30

A simply example of numpy indexing:

In: a = numpy.arange(10)
In: sel_id = numpy.arange(5)
In: a[sel_id]
Out: array([0,1,2,3,4])

How do I return the rest of the array that are not indexed by sel_id? What I can think of is:

In: numpy.array([x for x in a if x not in a[id]])
out: array([5,6,7,8,9])

Is there any easier way?

3
  • Is this a 1-time operation? Or will you be reusing sel_id (and it's negation) down the road? Also, are you interested in the multi-dimensional case, or just the 1D case? Commented Sep 20, 2012 at 17:58
  • In my application, it will be operated on a multi-dimensional massive array, and yes I will reuse sel_id. Commented Sep 21, 2012 at 19:56
  • Just realized my solution above is WRONG. If it is an array of ten 1's then the given code will give a None array instead of an array of five 1's. Commented Sep 21, 2012 at 20:10

8 Answers 8

21

For this simple 1D case, I'd actually use a boolean mask:

a = numpy.arange(10)
include_index = numpy.arange(4)
include_idx = set(include_index)  #Set is more efficient, but doesn't reorder your elements if that is desireable
mask = numpy.array([(i in include_idx) for i in xrange(len(a))])
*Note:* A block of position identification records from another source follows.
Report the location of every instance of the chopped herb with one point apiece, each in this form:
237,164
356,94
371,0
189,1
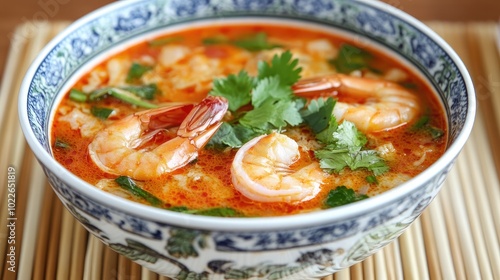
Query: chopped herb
134,95
233,136
77,95
98,93
61,144
235,88
256,42
100,112
215,212
136,71
216,40
342,196
130,97
371,179
282,66
128,184
423,124
344,143
164,41
274,105
351,58
147,91
318,114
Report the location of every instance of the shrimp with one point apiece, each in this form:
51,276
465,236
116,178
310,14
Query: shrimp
118,149
386,105
261,170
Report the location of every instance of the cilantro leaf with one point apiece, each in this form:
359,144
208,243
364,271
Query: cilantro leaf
348,136
136,71
101,112
147,91
256,42
214,212
128,184
351,58
233,136
342,196
235,88
345,149
270,88
326,135
282,66
318,114
272,114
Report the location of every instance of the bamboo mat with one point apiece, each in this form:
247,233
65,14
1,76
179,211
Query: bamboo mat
457,237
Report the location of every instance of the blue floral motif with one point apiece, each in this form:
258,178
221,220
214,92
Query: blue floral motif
321,243
85,44
51,71
424,51
188,7
312,7
379,23
138,17
253,5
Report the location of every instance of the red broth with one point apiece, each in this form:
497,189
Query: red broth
183,66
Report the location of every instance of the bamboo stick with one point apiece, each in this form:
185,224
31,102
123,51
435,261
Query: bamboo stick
55,233
31,221
78,251
110,264
368,269
42,242
474,216
344,274
12,147
458,211
89,255
408,257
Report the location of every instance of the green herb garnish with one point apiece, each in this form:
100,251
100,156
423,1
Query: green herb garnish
235,88
136,71
164,41
423,124
273,104
61,144
215,212
254,42
128,184
371,179
345,149
342,196
344,143
122,94
77,95
351,58
147,91
100,112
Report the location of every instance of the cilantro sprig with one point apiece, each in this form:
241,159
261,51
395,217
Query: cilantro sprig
342,196
252,42
259,104
344,143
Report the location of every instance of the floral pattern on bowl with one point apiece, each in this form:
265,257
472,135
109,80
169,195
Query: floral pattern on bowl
184,252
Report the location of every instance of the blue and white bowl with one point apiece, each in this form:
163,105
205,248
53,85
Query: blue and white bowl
301,246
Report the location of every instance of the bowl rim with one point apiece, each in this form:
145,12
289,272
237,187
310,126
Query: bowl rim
260,224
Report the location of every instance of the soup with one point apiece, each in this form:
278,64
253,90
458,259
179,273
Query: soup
246,121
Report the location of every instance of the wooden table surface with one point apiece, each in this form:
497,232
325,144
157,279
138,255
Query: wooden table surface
13,13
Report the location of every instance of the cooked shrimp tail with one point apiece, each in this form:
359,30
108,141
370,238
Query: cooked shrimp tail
122,148
262,171
374,104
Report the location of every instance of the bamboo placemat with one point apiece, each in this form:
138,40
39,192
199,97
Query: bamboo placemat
457,237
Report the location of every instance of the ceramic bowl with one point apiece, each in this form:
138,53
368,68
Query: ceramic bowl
301,246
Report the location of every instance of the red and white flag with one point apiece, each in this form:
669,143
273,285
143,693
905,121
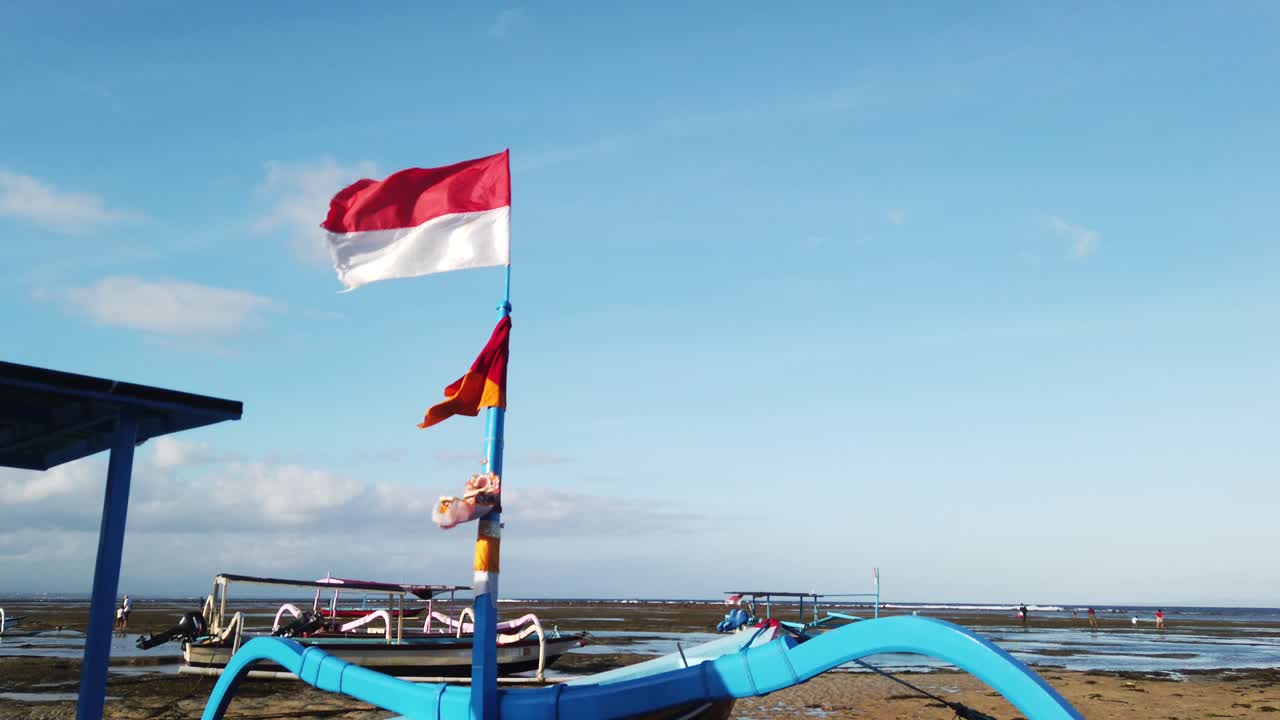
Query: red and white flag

Now you can get your values:

included = a[mask]  # array([0, 1, 2, 3])
excluded = a[~mask] # array([4, 5, 6, 7, 8, 9])

Note that a[mask] doesn't necessarily yield the same thing as a[include_index] since the order of include_index matters for the output in that scenario (it should be roughly equivalent to a[sorted(include_index)]). However, since the order of your excluded items isn't well defined, this should work Ok.


EDIT

A better way to create the mask is:

mask = np.zeros(a.shape,dtype=bool)
mask[include_idx] = True

(thanks to seberg).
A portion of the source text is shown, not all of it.